Predicting Consumer Opportunism with Big Data – How to identify the intention of customers to return purchases

30. Mai 2017, 18 p.m.

Audi Konferenz Center Ingolstadt

Dr. Michael Ketzenberg

Texas A&M University, College Station
Department of Information and Operations Management

Retailers have implemented friendly consumer return policies in order to reduce consumer risk and encourage demand. However, one negative outcome of this is that some customers make purchases with the full intention of returning them. The lax return policies are open to abuse and motivate some customers to behave opportunistically, intentionally, and even fraudulently. Opportunism arises wherein customers get some sort of physical, experiential, or financial benefit from the product at little to no cost.

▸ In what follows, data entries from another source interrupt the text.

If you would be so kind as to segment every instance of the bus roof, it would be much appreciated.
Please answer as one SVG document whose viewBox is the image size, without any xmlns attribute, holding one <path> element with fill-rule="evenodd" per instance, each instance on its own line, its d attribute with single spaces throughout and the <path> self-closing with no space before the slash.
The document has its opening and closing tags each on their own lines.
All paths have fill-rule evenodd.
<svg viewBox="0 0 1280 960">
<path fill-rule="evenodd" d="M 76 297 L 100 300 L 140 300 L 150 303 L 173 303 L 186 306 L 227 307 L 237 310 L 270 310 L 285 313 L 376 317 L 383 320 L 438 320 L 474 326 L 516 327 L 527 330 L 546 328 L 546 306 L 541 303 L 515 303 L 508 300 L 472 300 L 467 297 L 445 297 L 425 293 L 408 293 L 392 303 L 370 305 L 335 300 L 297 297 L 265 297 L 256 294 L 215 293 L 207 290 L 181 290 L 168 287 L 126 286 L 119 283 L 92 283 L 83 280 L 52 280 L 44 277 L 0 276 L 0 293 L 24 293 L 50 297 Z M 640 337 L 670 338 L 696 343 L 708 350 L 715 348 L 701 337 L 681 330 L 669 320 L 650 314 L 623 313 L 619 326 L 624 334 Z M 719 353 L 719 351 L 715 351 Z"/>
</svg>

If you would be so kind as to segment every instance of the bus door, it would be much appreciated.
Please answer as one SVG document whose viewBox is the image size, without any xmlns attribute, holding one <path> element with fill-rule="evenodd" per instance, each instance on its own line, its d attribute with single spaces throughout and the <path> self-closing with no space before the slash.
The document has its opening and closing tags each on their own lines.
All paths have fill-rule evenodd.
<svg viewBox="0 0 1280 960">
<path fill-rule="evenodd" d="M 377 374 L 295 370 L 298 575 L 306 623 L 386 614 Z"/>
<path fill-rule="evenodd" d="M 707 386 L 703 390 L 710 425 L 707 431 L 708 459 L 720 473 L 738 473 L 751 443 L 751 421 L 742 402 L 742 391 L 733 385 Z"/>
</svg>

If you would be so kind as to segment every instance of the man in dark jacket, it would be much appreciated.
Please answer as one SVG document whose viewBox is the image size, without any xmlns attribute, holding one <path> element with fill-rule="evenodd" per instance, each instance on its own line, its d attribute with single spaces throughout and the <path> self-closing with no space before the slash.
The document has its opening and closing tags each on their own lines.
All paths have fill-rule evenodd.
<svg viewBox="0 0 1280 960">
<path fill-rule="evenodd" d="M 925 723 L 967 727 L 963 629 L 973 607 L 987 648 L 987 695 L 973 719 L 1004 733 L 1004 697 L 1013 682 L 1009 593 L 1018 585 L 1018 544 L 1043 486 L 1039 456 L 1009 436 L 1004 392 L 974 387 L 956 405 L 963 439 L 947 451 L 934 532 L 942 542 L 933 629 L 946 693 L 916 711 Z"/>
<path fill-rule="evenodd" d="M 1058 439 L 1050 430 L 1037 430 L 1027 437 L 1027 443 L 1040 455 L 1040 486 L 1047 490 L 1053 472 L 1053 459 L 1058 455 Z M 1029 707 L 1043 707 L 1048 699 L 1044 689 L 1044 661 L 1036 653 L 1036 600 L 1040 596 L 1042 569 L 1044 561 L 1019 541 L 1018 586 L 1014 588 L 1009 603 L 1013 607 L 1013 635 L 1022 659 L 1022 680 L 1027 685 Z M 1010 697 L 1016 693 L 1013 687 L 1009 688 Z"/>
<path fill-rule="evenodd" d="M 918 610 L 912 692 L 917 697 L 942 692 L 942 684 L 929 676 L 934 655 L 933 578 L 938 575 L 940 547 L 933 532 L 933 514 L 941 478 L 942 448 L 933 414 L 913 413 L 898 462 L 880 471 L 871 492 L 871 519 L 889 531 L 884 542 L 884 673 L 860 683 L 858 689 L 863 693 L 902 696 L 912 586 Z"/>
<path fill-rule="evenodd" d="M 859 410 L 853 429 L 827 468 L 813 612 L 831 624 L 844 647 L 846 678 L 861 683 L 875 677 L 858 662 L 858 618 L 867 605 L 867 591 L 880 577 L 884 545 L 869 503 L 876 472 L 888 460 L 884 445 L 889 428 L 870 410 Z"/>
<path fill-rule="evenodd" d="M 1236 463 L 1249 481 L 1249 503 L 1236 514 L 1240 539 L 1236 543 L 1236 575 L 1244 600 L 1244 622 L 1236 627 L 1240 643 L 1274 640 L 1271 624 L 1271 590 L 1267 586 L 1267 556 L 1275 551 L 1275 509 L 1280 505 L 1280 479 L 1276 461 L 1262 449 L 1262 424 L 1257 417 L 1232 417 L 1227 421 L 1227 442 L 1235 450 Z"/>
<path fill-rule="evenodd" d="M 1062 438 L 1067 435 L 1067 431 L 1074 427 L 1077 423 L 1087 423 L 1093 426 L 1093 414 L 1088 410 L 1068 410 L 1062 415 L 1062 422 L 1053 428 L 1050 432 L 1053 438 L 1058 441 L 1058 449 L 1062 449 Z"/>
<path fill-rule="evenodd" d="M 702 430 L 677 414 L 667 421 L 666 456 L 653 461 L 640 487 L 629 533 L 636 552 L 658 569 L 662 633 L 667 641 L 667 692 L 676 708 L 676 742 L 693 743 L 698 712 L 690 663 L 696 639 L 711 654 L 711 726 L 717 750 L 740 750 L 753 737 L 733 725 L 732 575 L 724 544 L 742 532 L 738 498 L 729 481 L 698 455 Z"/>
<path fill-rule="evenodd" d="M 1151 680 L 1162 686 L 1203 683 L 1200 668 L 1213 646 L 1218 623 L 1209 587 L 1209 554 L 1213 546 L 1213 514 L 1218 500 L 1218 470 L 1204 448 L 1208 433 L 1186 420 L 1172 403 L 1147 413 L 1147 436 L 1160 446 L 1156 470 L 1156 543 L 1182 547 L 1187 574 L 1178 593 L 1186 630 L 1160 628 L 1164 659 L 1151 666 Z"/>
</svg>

By definition, opportunism is a slippery construct and hard to measure since customer intentions are virtually impossible to determine. For a retailer looking to prevent opportunism, the best that can be done is to analyze the past purchase and return behavior of a customer and use that information to identify and predict opportunism. For this very reason, any measure of opportunism will invariably be inaccurate. The question then arises as to what is a viable, reasonable, and practical measure of opportunism that is actionable by a retailer? For that matter, what is the level of accuracy necessary to meaningfully detect and predict opportunism?

This presentation will help to answer these questions and to discuss the issues and challenges in using big data to answer them.